27.8.24

Un aprendizaje



Al final importa  lo que nos perturba, ese estupor en el ánimo o incluso ese asombro continuo, un poco entre la perplejidad y la fascinación. El arte no tiene utilidad alguna: solo nos faculta para la conmoción, nos enseña qué debemos hacer para que ese hallazgo sea más sólido y penetre de una manera más elocuente. Lo que no hay es una pedagogía fiable de ese placer, de la sensibilidad. La que se airea en algunos suplementos dominicales de cultura no cuenta, ni los libros cuentan a veces.
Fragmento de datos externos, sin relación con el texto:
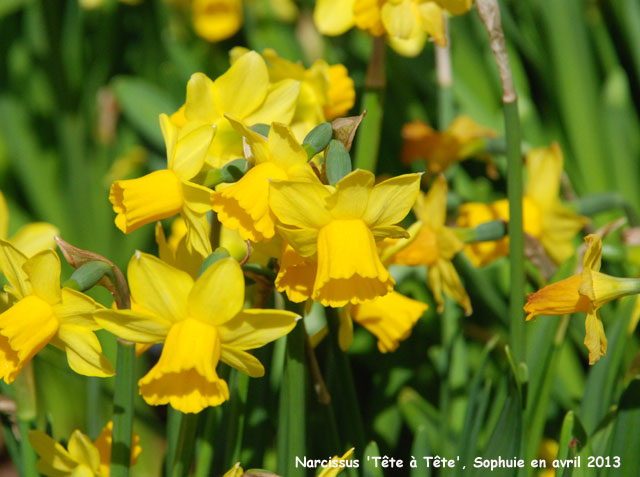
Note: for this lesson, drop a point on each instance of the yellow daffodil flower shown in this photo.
(244, 205)
(440, 150)
(545, 218)
(216, 20)
(407, 23)
(200, 322)
(42, 313)
(583, 292)
(167, 192)
(338, 227)
(337, 464)
(29, 239)
(245, 93)
(326, 92)
(82, 458)
(390, 318)
(434, 245)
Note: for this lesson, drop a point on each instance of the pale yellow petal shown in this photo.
(391, 200)
(333, 17)
(279, 105)
(254, 328)
(299, 204)
(35, 237)
(218, 294)
(158, 286)
(243, 88)
(43, 270)
(83, 451)
(134, 326)
(242, 361)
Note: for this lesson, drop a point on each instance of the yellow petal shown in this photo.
(43, 270)
(53, 457)
(558, 298)
(190, 151)
(333, 17)
(391, 200)
(134, 326)
(216, 20)
(185, 375)
(351, 197)
(432, 21)
(83, 451)
(299, 204)
(286, 151)
(84, 353)
(146, 199)
(76, 308)
(255, 328)
(243, 88)
(349, 268)
(390, 318)
(158, 286)
(399, 18)
(594, 338)
(296, 275)
(431, 208)
(244, 206)
(218, 294)
(200, 105)
(27, 326)
(35, 237)
(456, 7)
(11, 262)
(279, 105)
(593, 256)
(242, 361)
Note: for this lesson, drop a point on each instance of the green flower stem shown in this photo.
(291, 441)
(204, 456)
(446, 109)
(235, 428)
(123, 410)
(368, 143)
(184, 445)
(25, 396)
(489, 11)
(343, 380)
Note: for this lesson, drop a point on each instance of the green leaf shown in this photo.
(142, 102)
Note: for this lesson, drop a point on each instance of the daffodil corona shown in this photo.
(43, 313)
(338, 228)
(584, 292)
(201, 322)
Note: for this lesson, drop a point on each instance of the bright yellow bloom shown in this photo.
(243, 92)
(390, 318)
(165, 193)
(216, 20)
(439, 150)
(434, 245)
(200, 322)
(82, 458)
(545, 218)
(337, 464)
(339, 226)
(584, 292)
(407, 23)
(29, 239)
(244, 205)
(42, 313)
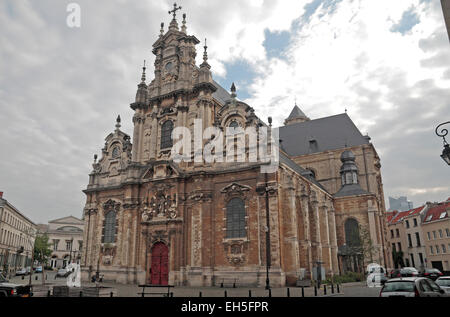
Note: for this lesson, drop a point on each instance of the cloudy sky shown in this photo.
(61, 88)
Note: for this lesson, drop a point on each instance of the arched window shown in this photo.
(109, 234)
(166, 135)
(352, 232)
(236, 219)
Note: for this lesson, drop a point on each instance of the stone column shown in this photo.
(317, 245)
(325, 238)
(333, 240)
(154, 137)
(306, 256)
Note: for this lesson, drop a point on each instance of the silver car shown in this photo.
(411, 287)
(444, 283)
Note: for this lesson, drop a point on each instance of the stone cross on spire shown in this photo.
(174, 11)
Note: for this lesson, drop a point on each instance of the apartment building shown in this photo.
(17, 235)
(436, 230)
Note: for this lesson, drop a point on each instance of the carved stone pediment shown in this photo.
(236, 189)
(160, 205)
(111, 205)
(235, 251)
(200, 196)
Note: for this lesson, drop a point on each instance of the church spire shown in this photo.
(174, 24)
(184, 28)
(142, 91)
(233, 91)
(161, 32)
(205, 57)
(118, 123)
(143, 73)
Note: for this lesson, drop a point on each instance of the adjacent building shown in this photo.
(420, 237)
(17, 235)
(436, 230)
(66, 238)
(400, 204)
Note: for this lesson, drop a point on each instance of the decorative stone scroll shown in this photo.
(160, 206)
(235, 251)
(236, 189)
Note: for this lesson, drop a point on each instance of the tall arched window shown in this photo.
(236, 219)
(109, 235)
(352, 232)
(166, 135)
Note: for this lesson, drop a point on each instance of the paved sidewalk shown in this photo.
(182, 291)
(244, 292)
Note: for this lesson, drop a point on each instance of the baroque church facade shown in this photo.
(151, 220)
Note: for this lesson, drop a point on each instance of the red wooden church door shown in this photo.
(160, 265)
Se pone énfasis en la bondad o en la mediocridad de lo observado, pero no insistiendo en los procedimientos para que ese placer sea verdaderamente democrático. Tampoco sé si ese oficio le incumbe a la escuela, si los maestros debemos preparar para que el ciudadano sea sensible y pueda valorar una pintura de Francis Bacon o un solo de trompeta de Miles Davis. No hay Bacon que conmueva si no nos entrenamos en su observación, a pesar de todo, ni Davis que no requiera un tiempo de exposición, aunque el arrimo primero deba irrumpir con la elocuencia de una tormenta en el silencio de la noche. La belleza, aceptando a Breton, será convulsa o no será, pero hay que conformarla, escrutaría, entender que uno aprende a escuchar ópera al modo en que aprende a conducir o a cocinar unos callos con chorizo. Uno aprecia a Hopper al primer cuadro suyo que contempla; incluso puede deslumbrarse en esa primera instancia. El amor perdurable proviene de la paciencia. La experiencia es la que nos faculta para admirar el arte. Yo todavía estoy en el periodo novicio.